Researchers monitor the development of new mutations
A special feature of the study is that a chain of eight consecutive transmissions was analyzed. “The transmission chain started with the return from Italy. Within 24 days, the SARS-Cavi-2 virus spreads to the Vienna region in large rooms through closed-door public and social events, ”says Alexandra Popa and Jacob-Wendellin Ginger, CMM study authors. Due to the specific breakdown of the transmission chain, scientists closely observed the development of a new variant of the SARS-Cavi-2. “Thanks to excellent epidemiology and our deep-seated virus sequencing data, we were able to follow how the SARS-Cavi-2 virus evolved in one person and then transmitted to another.” In addition, the scientists observed the mutated behavior of the virus during the disease in 31 patients. This may help to assess in the future whether the treatment influences the mutation characteristics of the virus.
An average of 1000 virus particles are spread during infection
The results of the current analysis also show that an average of 1000 infectious virus particles are transmitted from one infected person to another. These values Overall significantly higher than other viruses such as V or norovirus. Andres Berghthaler added: “However, from time to time, we also find infected people who have been exposed to apparently fewer viruses and are still infected. We suspect that parameters such as protective measures, transmission routes or the use of the immune system may play a crucial role here. “These results raise important new questions and hypotheses. Reducing the viral load of infected individuals through a combination of measures such as mouth-nose protection, physical distance and adequate indoor air exchange can both play an important role in preventing the spread of the virus and influencing the course of the disease.”
The current study, based on data collected during the early stages of the SARS-Cavi-2 epidemic in spring 2020, provides important insights into the underlying dynamics of SARS-Cavi-2 mutations in patients and during transmission events. These results support other ongoing research projects aimed at better understanding and controlling the epidemic.
Learn more about the project: www.sarscov2-austria.org
References: Alexandra Popa, Jacob-Wendellin Ginger, Michael D. Nicholson, Thomas Penz, Daniela Schmidt, Stephen W. “The genomic epidemiology of superspeeding events reveals the mutating dynamics and transmission properties of SARS-Cavi-2,” by Aberle, Benedict Eger, Alexander.

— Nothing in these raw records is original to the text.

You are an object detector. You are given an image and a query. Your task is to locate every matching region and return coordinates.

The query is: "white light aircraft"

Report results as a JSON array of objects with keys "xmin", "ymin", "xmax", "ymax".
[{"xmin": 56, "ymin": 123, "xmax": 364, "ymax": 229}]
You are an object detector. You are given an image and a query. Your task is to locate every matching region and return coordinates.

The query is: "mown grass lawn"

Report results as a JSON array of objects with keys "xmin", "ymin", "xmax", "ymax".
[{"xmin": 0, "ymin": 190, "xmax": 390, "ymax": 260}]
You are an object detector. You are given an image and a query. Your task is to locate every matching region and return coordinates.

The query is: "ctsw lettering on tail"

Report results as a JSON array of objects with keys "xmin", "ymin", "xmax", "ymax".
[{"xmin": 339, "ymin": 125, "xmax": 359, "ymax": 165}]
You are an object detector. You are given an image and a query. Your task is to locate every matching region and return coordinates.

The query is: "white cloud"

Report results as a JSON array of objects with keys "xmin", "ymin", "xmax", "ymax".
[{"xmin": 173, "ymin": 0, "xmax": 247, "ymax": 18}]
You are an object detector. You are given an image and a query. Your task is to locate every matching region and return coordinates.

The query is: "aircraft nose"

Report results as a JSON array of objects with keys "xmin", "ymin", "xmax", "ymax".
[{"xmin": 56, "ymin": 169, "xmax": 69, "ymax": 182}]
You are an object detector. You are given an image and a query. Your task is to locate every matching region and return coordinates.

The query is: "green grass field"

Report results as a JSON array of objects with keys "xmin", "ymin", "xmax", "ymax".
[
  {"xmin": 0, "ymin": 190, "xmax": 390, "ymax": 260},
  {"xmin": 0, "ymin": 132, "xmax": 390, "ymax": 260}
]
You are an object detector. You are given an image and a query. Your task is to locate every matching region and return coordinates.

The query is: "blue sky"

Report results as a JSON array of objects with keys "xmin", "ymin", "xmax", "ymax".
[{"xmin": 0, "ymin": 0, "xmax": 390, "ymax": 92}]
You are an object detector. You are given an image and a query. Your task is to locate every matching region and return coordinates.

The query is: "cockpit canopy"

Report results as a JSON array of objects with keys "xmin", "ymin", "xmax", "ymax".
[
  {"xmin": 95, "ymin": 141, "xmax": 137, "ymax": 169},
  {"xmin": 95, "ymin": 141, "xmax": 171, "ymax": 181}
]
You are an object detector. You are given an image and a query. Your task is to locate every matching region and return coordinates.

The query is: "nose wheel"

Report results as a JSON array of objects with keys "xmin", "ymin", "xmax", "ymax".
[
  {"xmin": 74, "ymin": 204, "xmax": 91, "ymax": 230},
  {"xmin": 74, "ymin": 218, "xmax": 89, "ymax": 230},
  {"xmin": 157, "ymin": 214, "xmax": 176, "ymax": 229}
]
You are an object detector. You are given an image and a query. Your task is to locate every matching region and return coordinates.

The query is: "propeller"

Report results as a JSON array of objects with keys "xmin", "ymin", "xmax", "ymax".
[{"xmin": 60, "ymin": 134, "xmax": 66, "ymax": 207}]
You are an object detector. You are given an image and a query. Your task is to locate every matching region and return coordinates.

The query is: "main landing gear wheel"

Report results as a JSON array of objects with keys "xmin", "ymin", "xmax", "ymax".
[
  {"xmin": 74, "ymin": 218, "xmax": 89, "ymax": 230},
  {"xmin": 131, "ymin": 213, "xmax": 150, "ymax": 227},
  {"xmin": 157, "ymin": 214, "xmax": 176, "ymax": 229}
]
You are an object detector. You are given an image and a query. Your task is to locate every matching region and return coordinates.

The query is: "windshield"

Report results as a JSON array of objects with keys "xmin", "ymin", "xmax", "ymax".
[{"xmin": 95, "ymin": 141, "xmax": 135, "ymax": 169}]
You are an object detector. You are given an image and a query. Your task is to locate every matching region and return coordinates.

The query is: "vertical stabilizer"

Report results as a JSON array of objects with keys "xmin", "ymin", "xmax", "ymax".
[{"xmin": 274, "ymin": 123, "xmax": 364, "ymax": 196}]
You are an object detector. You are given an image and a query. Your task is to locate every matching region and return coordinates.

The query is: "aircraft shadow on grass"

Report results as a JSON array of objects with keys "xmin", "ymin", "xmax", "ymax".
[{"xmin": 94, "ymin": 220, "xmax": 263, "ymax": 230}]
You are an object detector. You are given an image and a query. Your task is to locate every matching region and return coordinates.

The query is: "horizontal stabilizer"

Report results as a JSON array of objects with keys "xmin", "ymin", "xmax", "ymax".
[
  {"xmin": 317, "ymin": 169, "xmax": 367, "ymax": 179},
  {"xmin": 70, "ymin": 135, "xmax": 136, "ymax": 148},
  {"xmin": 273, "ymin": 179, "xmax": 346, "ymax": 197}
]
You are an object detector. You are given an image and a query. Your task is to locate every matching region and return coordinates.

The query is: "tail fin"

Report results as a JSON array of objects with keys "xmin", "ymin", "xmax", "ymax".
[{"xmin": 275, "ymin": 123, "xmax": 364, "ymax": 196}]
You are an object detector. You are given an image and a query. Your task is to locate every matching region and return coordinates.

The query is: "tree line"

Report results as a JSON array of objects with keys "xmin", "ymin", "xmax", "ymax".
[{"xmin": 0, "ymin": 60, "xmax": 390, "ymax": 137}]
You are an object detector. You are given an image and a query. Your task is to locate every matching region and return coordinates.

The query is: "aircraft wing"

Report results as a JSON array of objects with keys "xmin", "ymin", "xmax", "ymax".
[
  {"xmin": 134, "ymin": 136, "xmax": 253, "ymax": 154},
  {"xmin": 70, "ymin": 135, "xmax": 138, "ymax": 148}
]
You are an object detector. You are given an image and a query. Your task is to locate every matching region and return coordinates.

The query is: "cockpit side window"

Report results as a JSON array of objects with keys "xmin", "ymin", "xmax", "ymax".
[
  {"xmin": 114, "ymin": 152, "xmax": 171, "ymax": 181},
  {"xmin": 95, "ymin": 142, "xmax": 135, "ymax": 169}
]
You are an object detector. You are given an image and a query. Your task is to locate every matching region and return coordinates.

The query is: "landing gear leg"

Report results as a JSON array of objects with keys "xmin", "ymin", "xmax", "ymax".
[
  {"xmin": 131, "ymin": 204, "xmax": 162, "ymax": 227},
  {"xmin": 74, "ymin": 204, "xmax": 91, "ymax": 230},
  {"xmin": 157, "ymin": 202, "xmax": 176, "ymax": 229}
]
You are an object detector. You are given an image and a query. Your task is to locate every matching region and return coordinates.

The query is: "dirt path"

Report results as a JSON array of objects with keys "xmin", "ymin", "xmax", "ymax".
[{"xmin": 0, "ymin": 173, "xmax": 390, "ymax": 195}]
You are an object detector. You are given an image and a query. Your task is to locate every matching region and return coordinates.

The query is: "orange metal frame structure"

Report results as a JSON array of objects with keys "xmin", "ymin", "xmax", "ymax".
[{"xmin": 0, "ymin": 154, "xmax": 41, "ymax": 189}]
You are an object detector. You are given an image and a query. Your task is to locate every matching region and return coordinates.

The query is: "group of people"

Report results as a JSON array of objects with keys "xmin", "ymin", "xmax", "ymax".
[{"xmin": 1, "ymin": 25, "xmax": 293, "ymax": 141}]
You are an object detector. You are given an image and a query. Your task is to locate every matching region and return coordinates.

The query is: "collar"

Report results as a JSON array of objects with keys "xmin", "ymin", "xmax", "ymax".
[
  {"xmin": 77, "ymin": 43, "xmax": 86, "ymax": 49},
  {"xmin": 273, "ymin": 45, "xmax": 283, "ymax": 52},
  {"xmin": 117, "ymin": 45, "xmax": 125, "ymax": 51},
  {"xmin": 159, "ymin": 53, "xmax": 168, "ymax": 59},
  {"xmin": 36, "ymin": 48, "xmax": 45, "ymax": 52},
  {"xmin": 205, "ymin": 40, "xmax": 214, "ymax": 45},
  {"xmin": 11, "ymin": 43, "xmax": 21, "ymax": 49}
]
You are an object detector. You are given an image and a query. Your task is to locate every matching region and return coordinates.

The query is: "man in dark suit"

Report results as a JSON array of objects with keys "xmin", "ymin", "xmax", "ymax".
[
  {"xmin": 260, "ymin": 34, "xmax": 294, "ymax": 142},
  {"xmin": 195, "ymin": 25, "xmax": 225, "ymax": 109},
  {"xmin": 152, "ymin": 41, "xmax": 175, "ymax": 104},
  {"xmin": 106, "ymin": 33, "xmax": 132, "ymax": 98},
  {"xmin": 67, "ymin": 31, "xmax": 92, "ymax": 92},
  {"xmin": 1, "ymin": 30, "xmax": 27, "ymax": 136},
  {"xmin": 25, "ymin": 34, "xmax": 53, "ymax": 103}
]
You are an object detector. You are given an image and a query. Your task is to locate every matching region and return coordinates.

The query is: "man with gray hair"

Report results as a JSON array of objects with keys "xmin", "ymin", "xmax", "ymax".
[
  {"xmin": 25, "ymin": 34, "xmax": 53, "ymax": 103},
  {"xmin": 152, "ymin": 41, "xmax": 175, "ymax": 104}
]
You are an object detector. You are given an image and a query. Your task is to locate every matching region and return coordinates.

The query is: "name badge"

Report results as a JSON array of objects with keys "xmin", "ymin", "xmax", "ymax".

Lercher, Lucas Andler, Henrik Colao, Mark Smith, Michael Schuster, Miguel L. Gray, Francisco Martinez-Jimenez, Oriol Pitch, Vegin Borena, Eric Pavelka, Zsophia Kezei, Martin Senekovits, Judier Eber. Fritz, Mario Caroli, Alexander Nder Zufali, Sabin Marishchnik, Martin Borkowek, Peter Huffnagel, Mfnfred Nairz, Gator Weiss, Michael T. Wolfinger, Dorothy von Laer, Giulio Superti-Furga, Nuria Lopez-Bigus, Elizabeth Puchlmer, Franzberka Franziska Mikor, Christoph Bock and Andres Bergthaler, 23 November 2020. Science Translation Medicine of translation.
DOI: 10.1126 / skittranslated.AB2555
Funding: The project is co-financed by a COVID-Rapid Response grant from the Vienna Science and Technology Fund (WWTF) and contributions by CMM, Austrian Academy of Sciences, Vienna Medical University and its respective partners.